MADRID, 12 Ene. (EUROPA PRESS) -
Greenpeace ha pedido a los Estados miembros de la Unión Europea que rechacen la proposición realizada por el fabricante estadounidense de productos biotecnológicos Monsanto para obtener la licencia de cultivo de sus semillas de soja 'Round Up' modificadas genéticamente. Esta petición fue realizada con motivo de la celebración de la 'Semana Verde Internacional' que tuvo lugar recientemente en Berlín, y según informa la ONG en un comunicado.
De esta forma, el ex gerente de la compañía en Rumanía, Dragos Dima, explicó durante estos actos que Monsanto "va a contaminar la agricultura de la Unión Europea (UE) con su soja genéticamente modificada". Asimismo, añadió que la compañía biotecnológica solicitó a la Unión Europea poder cultivar en el continente las semillas de soja 'Round Up', ya que su actual licencia "permite la importación pero no el cultivo de estas semillas".
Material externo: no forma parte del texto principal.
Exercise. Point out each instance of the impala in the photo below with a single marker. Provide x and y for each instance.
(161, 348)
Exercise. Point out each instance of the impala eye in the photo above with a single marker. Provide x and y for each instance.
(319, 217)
Dima apuntó, a su vez, que diez años después de la creación de la soja modificada de Monsanto "se han recogido datos suficientes en todo el mundo para poder decir que este producto nunca debería haber sido aprobado".
En sentido, un reciente estudio llevado a cabo por la organización ecologista pone de manifiesto el hecho de que desde que la compañía creó la soja "se ha perdido totalmente el control de este tipo de semillas". Así, la representante de Greenpeace para el Centro y este de Europa, Susanne Fromwald, resaltó que los Estados miembros de la Unión Europea "deben proteger la agricultura europea y oponerse a la petición de Monsanto".
DATOS NO OFICIALES
Un nuevo Informe de Greenpeace muestra como el cultivo de la soja transgénica de Monsanto en Rumanía "ocupa más hectáreas de las que se ha registrado de manera oficial". Por lo que, según la ONG el cultivo orgánico y convencional "ahora es imposible en varias regiones".
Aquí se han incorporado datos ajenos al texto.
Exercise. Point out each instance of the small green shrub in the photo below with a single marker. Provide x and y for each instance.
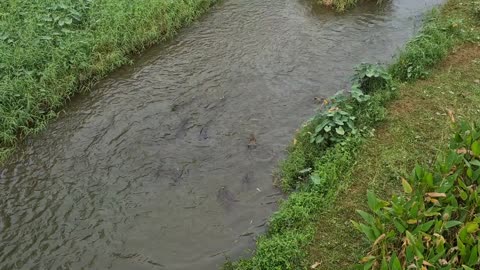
(435, 222)
(370, 77)
(336, 124)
A juicio de Dima, las semillas de Monsanto "son una promesa envenenada", puesto que en Rumanía "no existe un debate previo a la introducción comercial de estos productos en su mercado", confirmó. Así, las autoridades "no han aplicado ninguna medida preventiva para reducir el impacto de este tipo de cultivos en la agricultura", lo que ha provocado que año tras año la resistencia a los herbicidas de la soja "haya aumentado de forma incontrolable".
Por su parte, los representantes del Gobierno de Rumanía, tras analizar los estudios realizados por Greenpeace al respecto, anunciaron que el cultivo de semillas transgénicas "se reducirá en 2006 y finalizará por completo antes de 2007". A pesar de esta medida llevada a cabo en Rumanía, Monsanto solicitó el permiso para cultivar este producto en toda Europa.
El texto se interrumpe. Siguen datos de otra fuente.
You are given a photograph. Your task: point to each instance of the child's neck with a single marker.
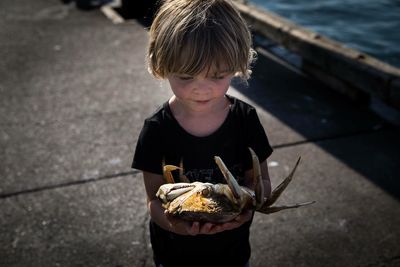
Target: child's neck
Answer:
(200, 123)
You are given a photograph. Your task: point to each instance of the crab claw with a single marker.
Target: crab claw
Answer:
(168, 192)
(167, 169)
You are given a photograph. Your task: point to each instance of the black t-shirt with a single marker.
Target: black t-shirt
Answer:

EXPERIENCIA EN OTROS PAÍSES
La experiencia adquirida tanto en Argentina como en Estados Unidos en el cultivo de este tipo de semillas "ha demostrado que las semillas de soja contaminan la agricultura tradicional y orgánica", recuerda Greenpeace. Además, el informe elaborado por el grupo ecologista destaca también que el cultivo de la soja de Monsanto "aumenta el uso de pesticidas".
El aumento de estas sustancias provocó la destrucción de los bosques, especialmente en Argentina, donde los productos de Monsanto están muy extendidos. Un estudio publicado recientemente en el país destaca las irregularidades que se produjeron en la introducción de estos productos, que pueden ser los causantes de efectos no controlados en los cultivos, lo que ha hecho saltar las alarmas sanitarias en estos países.